The classic title-safe area per SMPTE RP 8 is the central 80% and the classic action-safe area is 90%** — i.e. it is recommended that if a TV programme puts text on screen then it shouldn't be outside of the central 80% of the screen in order to ensure that all viewers can read it, but important action can occur anywhere in the central 90%.

So it is indeed a risk to use all 40 columns and require that the user be able to read them all.

The MSX 2 adds the hardware ability to shift the entire display up to 8 pixels in any direction relative to the frame, to ameliorate.

Such as it may help for comparison, the ZX Spectrum 128k's 256 pixels are compressed into 128/228ths of the line compared to the MSX's 256/342ths, i.e. the MSX's display is about a third wider; similarly it's coming up on 20% wider than the full width of an Acorn or Amstrad CPC. The Master System has exactly*** the same pixel timing as the MSX so the risk is situations like this one where the right-hand side of the game has been cropped by the TV.
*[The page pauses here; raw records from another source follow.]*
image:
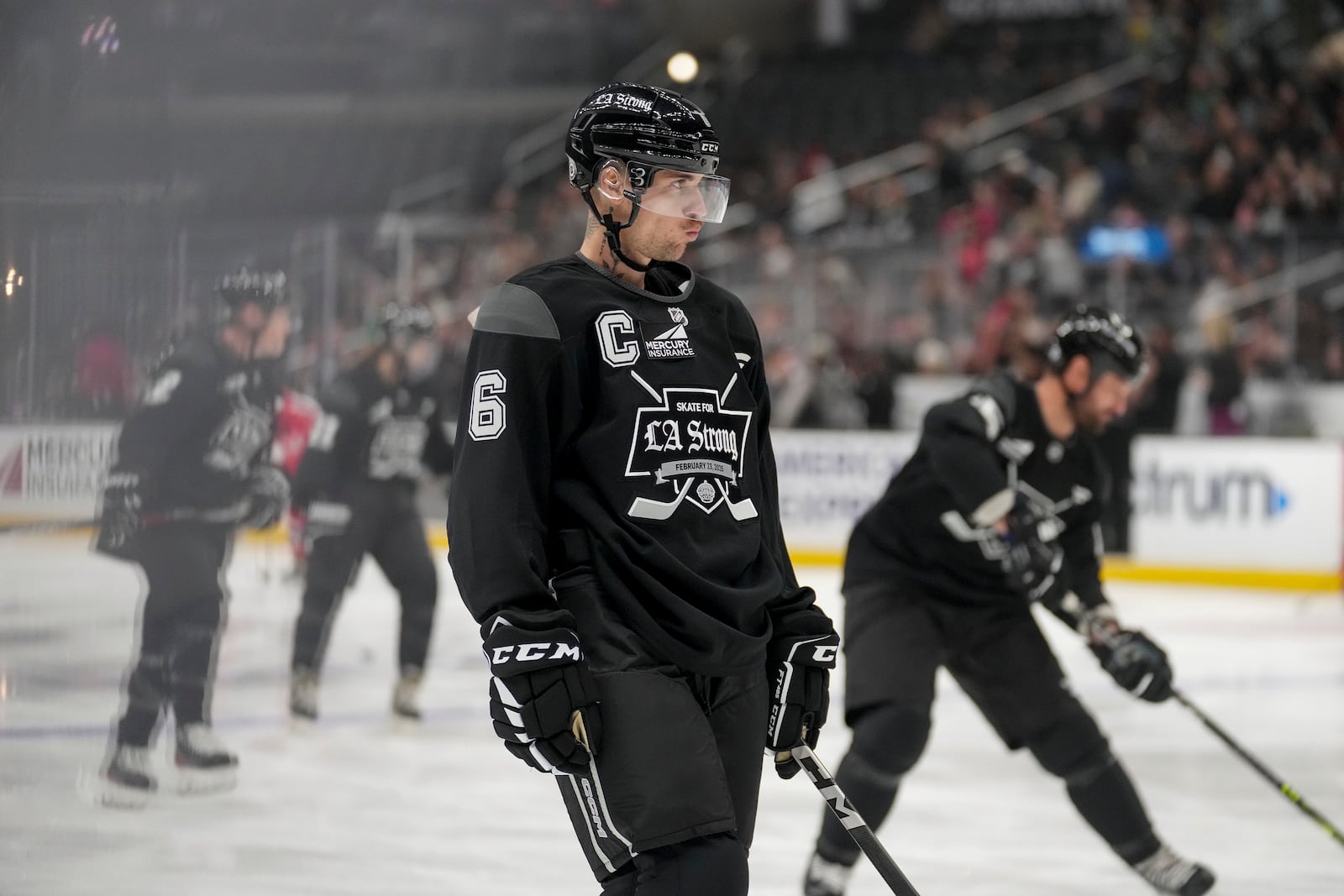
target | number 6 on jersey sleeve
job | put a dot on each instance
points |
(487, 406)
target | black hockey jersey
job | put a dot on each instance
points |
(974, 457)
(624, 430)
(205, 423)
(370, 432)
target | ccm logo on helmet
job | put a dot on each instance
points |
(534, 652)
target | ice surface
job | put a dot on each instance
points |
(358, 806)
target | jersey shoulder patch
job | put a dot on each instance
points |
(996, 401)
(517, 311)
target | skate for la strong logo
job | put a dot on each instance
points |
(692, 449)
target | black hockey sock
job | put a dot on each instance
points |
(873, 793)
(147, 691)
(1108, 801)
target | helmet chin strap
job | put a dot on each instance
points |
(615, 228)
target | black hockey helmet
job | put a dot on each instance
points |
(248, 285)
(1105, 338)
(640, 123)
(645, 129)
(407, 322)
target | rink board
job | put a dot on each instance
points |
(1223, 512)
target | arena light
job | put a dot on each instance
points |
(683, 67)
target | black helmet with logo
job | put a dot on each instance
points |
(405, 322)
(1105, 338)
(248, 285)
(640, 123)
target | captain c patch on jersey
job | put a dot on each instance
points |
(692, 450)
(667, 342)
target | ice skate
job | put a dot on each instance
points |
(407, 694)
(128, 783)
(302, 694)
(205, 765)
(1169, 873)
(826, 878)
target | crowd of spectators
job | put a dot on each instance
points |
(1229, 156)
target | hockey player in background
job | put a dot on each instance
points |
(192, 465)
(615, 527)
(999, 508)
(295, 423)
(356, 486)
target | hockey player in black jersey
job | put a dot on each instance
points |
(999, 508)
(358, 481)
(615, 524)
(192, 465)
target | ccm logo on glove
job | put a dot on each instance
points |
(535, 652)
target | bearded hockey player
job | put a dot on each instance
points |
(192, 465)
(615, 520)
(999, 508)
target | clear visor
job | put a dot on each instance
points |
(680, 194)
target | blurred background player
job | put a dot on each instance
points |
(999, 508)
(615, 521)
(356, 484)
(192, 468)
(295, 423)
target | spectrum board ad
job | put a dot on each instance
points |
(1238, 504)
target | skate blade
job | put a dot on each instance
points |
(100, 792)
(194, 782)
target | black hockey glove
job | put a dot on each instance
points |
(268, 495)
(123, 501)
(800, 694)
(543, 698)
(1137, 665)
(324, 519)
(1034, 564)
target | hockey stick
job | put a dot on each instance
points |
(1284, 788)
(848, 815)
(233, 513)
(46, 526)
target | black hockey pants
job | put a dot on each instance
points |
(386, 524)
(181, 621)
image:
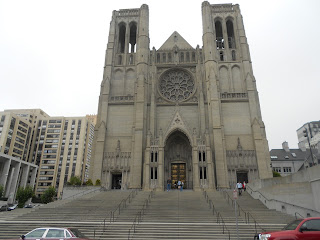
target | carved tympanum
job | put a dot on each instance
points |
(176, 85)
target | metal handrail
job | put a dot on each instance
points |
(309, 209)
(138, 217)
(83, 193)
(247, 214)
(226, 195)
(218, 214)
(118, 208)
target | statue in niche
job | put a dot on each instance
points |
(239, 147)
(118, 150)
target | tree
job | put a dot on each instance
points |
(1, 191)
(75, 180)
(48, 195)
(98, 182)
(276, 174)
(23, 195)
(89, 182)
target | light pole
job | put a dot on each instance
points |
(305, 134)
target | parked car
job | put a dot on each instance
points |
(304, 229)
(4, 208)
(54, 233)
(12, 206)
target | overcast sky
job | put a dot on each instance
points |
(52, 54)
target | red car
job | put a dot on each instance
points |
(54, 233)
(304, 229)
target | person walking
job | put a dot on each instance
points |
(239, 186)
(181, 188)
(169, 184)
(244, 185)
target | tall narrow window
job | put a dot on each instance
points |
(187, 57)
(122, 38)
(233, 54)
(119, 60)
(230, 33)
(221, 56)
(193, 56)
(164, 57)
(133, 37)
(219, 35)
(182, 57)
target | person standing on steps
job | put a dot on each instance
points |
(239, 186)
(169, 184)
(181, 187)
(179, 184)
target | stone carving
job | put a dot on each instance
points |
(233, 95)
(116, 161)
(176, 85)
(120, 99)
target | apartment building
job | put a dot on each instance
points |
(59, 146)
(61, 149)
(16, 168)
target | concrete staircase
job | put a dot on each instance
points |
(166, 215)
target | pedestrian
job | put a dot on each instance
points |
(169, 184)
(181, 188)
(179, 184)
(239, 186)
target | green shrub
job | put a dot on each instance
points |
(23, 195)
(89, 182)
(48, 195)
(98, 182)
(1, 191)
(276, 174)
(75, 181)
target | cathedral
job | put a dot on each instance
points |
(179, 112)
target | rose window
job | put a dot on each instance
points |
(176, 85)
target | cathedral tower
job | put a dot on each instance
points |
(179, 112)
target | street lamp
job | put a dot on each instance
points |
(305, 134)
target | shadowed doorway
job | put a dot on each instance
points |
(178, 160)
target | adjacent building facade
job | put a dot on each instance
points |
(313, 131)
(60, 147)
(179, 112)
(16, 167)
(287, 161)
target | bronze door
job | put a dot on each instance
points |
(178, 172)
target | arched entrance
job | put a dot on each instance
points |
(178, 159)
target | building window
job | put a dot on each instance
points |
(277, 169)
(287, 169)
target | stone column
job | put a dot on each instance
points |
(25, 175)
(33, 176)
(5, 173)
(161, 169)
(13, 182)
(195, 162)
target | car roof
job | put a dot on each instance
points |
(51, 228)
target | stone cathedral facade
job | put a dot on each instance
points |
(179, 112)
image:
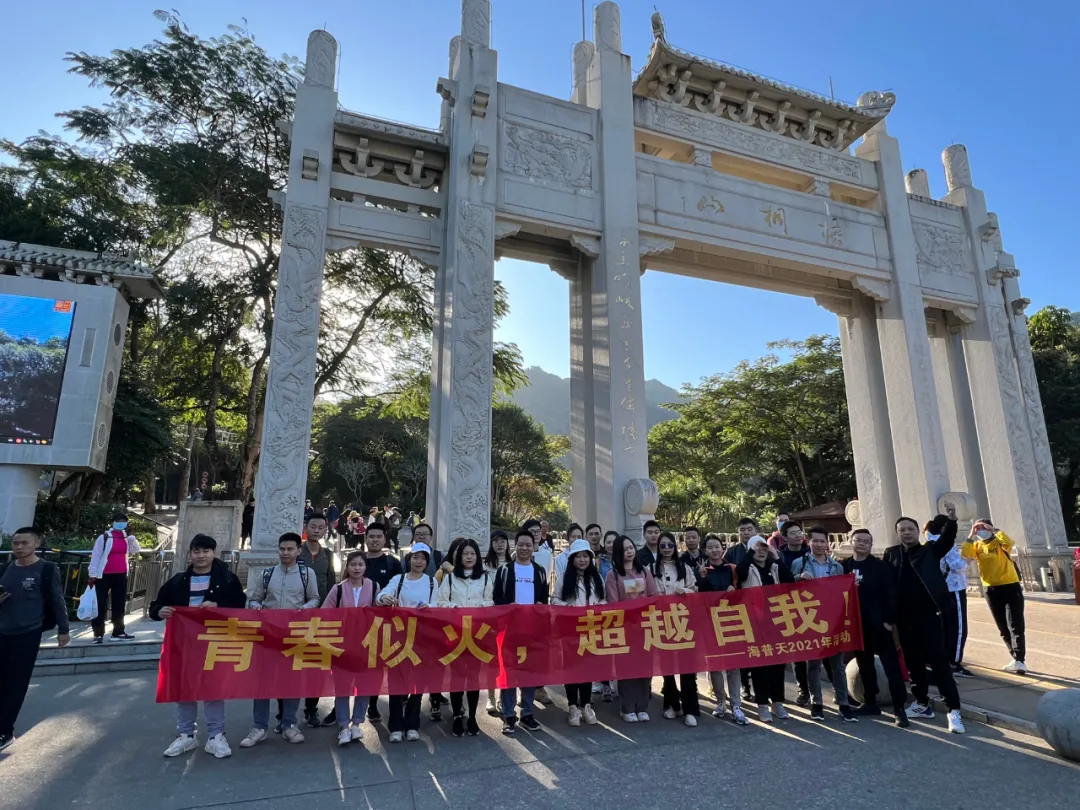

* Check out this in-depth look at TMS9918 and V9938 timing, zoom in on the diagram and observe from the TMS rows at the bottom: (i) that there are 342 clocks total per line; (ii) that the synchronisation pulse runs in the left during what the author has numbered clocks 0 to 26, followed by a left erase signal (i.e. blank and colour burst) up to clock 50 and the right erase time begins at clock 334, for 342-334+26 = 58 clocks on the part of the line without visual content.

** I can't find the primary source online; here's one of many secondary references.

*** other than that any game that scrolls horizontally probably disables the first column for a 31-column display, including Sonic as depicted.